10.1 Growing the Tree


cs = 19206 cartsplit (x, y, type{, opt})
grows the tree
opt = 19209 cartsplitopt (s1{, s2, s3,$ \dots$})
sets the parameters for growing the tree
Growing the tree proceeds sequentially. As a first step we take the regression estimator to be just a constant over the sample space. The constant in question is the mean value of the response variable. Thus, when the observed values of the response variable are $ Y_1, \ldots Y_n$, the regression estimator is given by

$\displaystyle \hat{f}(x) = \left( \frac{1}{n} \sum_{i=1}^n Y_i \right) I_R(x)
$

where $ R$ is the sample space and $ I_R$ is the indicator function of $ R$. We assume that the sample space $ R$, that is, the space of the values of the regression variables, is a rectangle.

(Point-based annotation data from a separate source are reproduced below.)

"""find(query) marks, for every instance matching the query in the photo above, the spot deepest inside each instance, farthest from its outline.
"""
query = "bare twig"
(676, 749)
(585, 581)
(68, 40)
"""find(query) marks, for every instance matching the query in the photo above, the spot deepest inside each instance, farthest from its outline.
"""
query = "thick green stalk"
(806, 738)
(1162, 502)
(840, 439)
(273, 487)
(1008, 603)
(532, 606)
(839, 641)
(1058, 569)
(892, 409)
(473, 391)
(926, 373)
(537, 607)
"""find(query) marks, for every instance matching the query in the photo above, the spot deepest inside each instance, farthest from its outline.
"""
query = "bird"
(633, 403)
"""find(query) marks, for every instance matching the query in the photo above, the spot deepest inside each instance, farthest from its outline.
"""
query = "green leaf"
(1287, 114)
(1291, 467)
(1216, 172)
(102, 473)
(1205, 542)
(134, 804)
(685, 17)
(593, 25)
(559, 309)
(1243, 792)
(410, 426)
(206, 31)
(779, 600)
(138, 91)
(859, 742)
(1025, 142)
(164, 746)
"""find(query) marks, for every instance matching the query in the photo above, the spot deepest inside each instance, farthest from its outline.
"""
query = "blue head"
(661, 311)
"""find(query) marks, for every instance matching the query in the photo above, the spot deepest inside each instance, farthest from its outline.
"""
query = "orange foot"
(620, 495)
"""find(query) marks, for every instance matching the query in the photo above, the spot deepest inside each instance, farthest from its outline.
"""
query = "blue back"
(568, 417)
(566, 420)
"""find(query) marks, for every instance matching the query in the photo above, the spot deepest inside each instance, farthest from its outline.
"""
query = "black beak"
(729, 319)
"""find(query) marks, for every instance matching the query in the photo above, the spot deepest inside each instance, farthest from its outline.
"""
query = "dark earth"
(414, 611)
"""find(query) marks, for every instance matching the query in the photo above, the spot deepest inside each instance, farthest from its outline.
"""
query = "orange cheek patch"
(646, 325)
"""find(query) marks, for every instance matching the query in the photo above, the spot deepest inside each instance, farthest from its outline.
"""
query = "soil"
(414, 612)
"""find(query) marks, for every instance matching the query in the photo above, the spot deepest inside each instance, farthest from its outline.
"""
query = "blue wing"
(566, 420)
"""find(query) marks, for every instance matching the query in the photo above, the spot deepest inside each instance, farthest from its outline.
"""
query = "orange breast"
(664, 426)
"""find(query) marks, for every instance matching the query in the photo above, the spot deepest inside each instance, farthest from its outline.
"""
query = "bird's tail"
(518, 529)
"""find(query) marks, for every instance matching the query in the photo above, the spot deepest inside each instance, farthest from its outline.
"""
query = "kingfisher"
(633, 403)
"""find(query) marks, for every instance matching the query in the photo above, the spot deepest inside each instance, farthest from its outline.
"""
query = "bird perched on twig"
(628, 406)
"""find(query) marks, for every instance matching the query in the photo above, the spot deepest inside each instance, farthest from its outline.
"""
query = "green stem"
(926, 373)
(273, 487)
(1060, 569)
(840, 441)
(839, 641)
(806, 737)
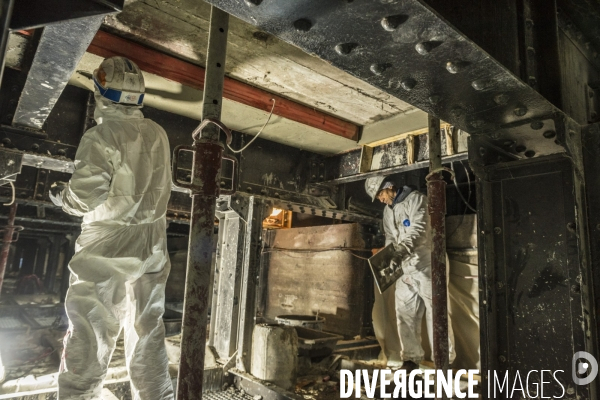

Secondly the sample space is divided into two parts. Some regression variable $ X_j$ is chosen, and if $ X_j$ is a continuous random variable, then some real number $ a$ is chosen, and we define

$\displaystyle R_1 = \{ x \in R: x_j \leq a \}, \, \, \,
R_2 = \{ x \in R: x_j > a \} .
$

If $ X_j$ is categorical random variable with values $ A_1,\ldots ,A_q$, then some subset $ I \subset \{ A_1,\ldots ,A_q \}$ is chosen, and we define

$\displaystyle R_1 = \{ x \in R: x_j \in I \}, \, \, \,
R_2 = \{ x \in R: x_j \in \{ A_1,\ldots ,A_q \} \backslash I \} .
$

The regression estimator in the second step is

$\displaystyle \hat{f}(x) = \left( \frac{1}{\vert I_1\vert} \sum_{I_1} Y_i \right) I_{R_1}(x)
+ \left( \frac{1}{\vert I_2\vert} \sum_{I_2} Y_i \right) I_{R_2}(x)
$

where $ I_1 = \{ i: X_i \in R_1 \}$ and $ \vert I_1\vert$ is the number of elements in $ I_1$.

The splitting of $ R$ to $ R_1$ and $ R_2$ is chosen in such a way that the sum of squared residuals of the estimator $ \hat{f}$ is minimized. The sum of squared residuals is defined as

$\displaystyle \sum_{i=1}^n \left( Y_i - \hat{f}(X_i) \right)^2 .
$

Now we proceed to split $ R_1$ and $ R_2$ separately. Splitting is continued in this way until the number of observations in every rectangle is small or the sum of squared residuals is small. The rectangle $ R$ corresponds to the root node of the binary tree. The rectangle $ R_1$ is the left child node and the rectangle $ R_2$ is the right child node. The end result is a binary tree.